GenHeld: Generating and Editing Handheld Objects
Chaerin Min, Srinath Sridhar
TL;DR
GenHeld tackles the inverse problem of generating held objects conditioned on a hand input, introducing a 3D pipeline (GenHeld3D) that learns compact object codes to retrieve plausible objects from a large dataset and fits them without altering the hand pose, and a 2D pipeline (GenHeld2D) that edits hand images by leveraging 3D guidance in diffusion-based editing. The object codes link hand pose to diverse graspable geometries, enabling fast, plausible object fitting with contact-aware and physically plausible constraints; GenHeld2D extends this by projecting 3D guidance into 2D image edits using DDIM-based inversion and gradient-guided diffusion with occlusion awareness. Experimental results show improved grasp quality, faster convergence in object fitting, and higher 2D editing plausibility compared with baselines and image-editing methods that lack 3D guidance. The work advances practical hand-object synthesis for VR, robotics, and image editing, while highlighting limitations in speed and open-vocabulary scalability and proposing future safeguards for misuse.
Abstract
Grasping is an important human activity that has long been studied in robotics, computer vision, and cognitive science. Most existing works study grasping from the perspective of synthesizing hand poses conditioned on 3D or 2D object representations. We propose GenHeld to address the inverse problem of synthesizing held objects conditioned on 3D hand model or 2D image. Given a 3D model of hand, GenHeld 3D can select a plausible held object from a large dataset using compact object representations called object codes.The selected object is then positioned and oriented to form a plausible grasp without changing hand pose.
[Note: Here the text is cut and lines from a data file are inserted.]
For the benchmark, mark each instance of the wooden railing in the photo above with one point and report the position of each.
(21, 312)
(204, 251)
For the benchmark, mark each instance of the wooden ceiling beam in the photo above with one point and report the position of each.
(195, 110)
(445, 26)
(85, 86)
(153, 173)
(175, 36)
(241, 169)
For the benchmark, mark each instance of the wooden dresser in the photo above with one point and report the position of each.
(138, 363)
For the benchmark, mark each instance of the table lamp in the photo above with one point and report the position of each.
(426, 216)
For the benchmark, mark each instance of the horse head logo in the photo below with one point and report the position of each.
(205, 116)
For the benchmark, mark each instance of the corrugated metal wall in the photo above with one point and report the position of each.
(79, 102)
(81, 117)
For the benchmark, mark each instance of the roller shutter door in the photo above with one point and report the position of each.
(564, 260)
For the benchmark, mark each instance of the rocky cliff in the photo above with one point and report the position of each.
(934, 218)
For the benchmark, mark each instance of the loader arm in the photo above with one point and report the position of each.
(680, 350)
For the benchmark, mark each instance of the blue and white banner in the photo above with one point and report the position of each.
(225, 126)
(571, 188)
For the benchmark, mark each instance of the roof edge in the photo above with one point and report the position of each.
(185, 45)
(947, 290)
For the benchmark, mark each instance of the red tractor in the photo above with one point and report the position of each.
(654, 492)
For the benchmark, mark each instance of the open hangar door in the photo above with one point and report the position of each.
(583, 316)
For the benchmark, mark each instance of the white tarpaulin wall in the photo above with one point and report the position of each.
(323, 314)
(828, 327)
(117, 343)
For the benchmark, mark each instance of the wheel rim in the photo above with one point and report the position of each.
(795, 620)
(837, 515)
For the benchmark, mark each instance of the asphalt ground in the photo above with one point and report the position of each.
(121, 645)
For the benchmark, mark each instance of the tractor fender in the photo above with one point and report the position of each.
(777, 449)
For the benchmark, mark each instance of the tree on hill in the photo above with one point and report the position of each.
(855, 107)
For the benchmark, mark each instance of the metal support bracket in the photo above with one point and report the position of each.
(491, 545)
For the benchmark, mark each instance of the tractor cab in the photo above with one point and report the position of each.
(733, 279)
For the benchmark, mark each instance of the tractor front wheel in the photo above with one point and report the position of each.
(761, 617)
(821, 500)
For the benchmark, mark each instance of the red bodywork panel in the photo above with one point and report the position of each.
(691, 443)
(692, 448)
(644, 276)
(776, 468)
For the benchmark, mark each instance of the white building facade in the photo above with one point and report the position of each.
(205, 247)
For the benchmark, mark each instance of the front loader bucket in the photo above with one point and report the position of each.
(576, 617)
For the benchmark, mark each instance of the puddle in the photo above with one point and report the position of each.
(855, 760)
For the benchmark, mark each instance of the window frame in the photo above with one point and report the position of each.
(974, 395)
If only a 2D hand image is available, GenHeld 2D can edit this image to add or replace a held object. GenHeld 2D operates by combining the abilities of GenHeld 3D with diffusion-based image editing. Results and experiments show that we outperform baselines and can generate plausible held objects in both 2D and 3D. Our experiments demonstrate that our method achieves high quality and plausibility of held object synthesis in both 3D and 2D.